Interesting; I think, though, that the five pyung ahn forms are separate for a reason. They each focus on different aspects, laid out in their respective techniques. The way they're all put together here looks interesting, but I can't escape the feeling that it's just a mishmash or a "sampling" of highlights from different forms. 

On a more technical note, you (if that's you in the video) really need to work on deepening your stances and picking up your knees more with each step. As well, you need to make sure each technique is solid and distinct. Forms are practice, and it's no good practicing it at all in a rushed manner. In particular, I was bothered by the move (at about 00:40) taken from pyung ahn o dan, the double inside-outside block. You don't cross at all, just punching up your arms. The point behind that technique is that you've been grabbed, and the cross lets you escape. You're never going to be in a position where you need to double-punch above your head. Make sure your fists are even with the top of your head, and that your elbows are bent at right angles. 

There are probably other things that I could pick apart, but that's not exactly the point of this thread, I sense. I'll end this post where I began, with my sentiment that mashing all the pyung ahn forms together like that strikes me as a bit too artificial.


----------



## JWLuiza (Apr 16, 2007)

McZ said:


> www.tangsoodo.pl/c/pyung.avi
> 
> Pyung Ahn is connection of all Pyung Ahn forms, it was made in 1980 by master Ilija Jorga from Fudokan Karate Do. I changed it for TSD and add some elements. What do you thing about it?

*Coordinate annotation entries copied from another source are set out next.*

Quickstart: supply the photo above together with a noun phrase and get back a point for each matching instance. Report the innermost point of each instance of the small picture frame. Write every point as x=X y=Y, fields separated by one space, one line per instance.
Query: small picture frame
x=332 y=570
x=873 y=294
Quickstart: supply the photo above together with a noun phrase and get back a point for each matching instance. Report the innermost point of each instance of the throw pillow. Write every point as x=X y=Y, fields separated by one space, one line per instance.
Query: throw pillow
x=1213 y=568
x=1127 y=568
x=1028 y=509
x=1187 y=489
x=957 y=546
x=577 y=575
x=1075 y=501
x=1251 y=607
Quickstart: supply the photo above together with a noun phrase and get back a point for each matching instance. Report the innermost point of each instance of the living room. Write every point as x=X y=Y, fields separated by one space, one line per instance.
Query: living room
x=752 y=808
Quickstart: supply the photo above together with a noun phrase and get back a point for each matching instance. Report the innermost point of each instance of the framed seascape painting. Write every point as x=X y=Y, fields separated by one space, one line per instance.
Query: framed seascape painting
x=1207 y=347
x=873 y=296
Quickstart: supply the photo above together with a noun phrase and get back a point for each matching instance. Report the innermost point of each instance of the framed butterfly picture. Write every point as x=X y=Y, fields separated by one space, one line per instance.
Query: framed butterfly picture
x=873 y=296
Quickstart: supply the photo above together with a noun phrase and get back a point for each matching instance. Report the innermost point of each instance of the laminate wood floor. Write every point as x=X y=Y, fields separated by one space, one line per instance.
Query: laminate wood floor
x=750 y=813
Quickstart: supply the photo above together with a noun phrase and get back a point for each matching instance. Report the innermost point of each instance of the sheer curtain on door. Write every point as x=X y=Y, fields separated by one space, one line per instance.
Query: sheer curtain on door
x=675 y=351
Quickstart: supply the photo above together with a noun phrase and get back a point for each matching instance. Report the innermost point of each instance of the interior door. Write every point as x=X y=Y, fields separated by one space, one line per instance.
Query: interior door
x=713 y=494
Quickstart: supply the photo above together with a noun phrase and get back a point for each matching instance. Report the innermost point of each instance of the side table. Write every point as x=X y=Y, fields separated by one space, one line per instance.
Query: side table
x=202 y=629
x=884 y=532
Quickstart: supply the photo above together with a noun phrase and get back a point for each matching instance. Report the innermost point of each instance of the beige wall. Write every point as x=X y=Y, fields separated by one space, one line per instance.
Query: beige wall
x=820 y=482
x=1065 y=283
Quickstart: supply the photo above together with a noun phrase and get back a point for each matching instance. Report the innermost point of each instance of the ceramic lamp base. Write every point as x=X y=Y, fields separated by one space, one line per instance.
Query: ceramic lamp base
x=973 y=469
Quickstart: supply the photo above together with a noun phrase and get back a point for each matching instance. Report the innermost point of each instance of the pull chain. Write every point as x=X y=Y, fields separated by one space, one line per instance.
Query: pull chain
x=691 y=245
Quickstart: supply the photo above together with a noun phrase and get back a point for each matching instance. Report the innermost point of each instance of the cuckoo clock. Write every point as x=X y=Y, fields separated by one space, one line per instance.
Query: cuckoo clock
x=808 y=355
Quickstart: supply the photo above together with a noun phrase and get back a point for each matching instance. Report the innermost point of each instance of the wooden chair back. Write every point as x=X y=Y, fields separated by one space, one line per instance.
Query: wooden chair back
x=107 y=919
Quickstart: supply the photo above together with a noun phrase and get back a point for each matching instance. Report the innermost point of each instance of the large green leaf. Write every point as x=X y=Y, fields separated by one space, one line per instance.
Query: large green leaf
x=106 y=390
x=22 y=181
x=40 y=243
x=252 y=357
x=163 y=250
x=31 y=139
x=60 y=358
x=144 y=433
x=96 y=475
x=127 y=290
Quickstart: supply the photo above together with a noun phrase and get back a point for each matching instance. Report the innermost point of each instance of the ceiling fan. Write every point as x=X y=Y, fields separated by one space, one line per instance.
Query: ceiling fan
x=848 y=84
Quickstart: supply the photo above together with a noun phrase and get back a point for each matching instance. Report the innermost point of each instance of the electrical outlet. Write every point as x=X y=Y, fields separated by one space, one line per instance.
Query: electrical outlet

Actually, there are a few people out there looking for Jiangnan, Channan, or some spelling like that.  Channan is supposed to be the origin of the Pinans.  I also know the WTSDA performs all five Pyong Ahns together as "Channan".

Great minds think alike.

Sadly, your video didn't come out right on my computer.


----------



## sholo86 (Apr 17, 2007)

It didnt' load correctly in my computer either. I don't know anything about TSD... I was just curious about the vid  ...


----------



## rmclain (Apr 17, 2007)

JWLuiza said:


> Actually, there are a few people out there looking for Jiangnan, Channan, or some spelling like that. Channan is supposed to be the origin of the Pinans. I also know the WTSDA performs all five Pyong Ahns together as "Channan".
> 
> Great minds think alike.
> 
> Sadly, your video didn't come out right on my computer.


 

Over the years, I've heard of people looking for the forms Jiangnan or Channan.  I've heard they are the foundation along with Kusanku (Kong Son Kun) for the Pinan (Heian, Pyung Ahn) forms.

While I was in Okinawa during most of the month of November 2006, I visited and asked some Okinawan karate instructors about these.  I couldn't find anyone that had heard of the Jiangnan or Channan forms.  Could have been my bad pronounciation though.

R. McLain


----------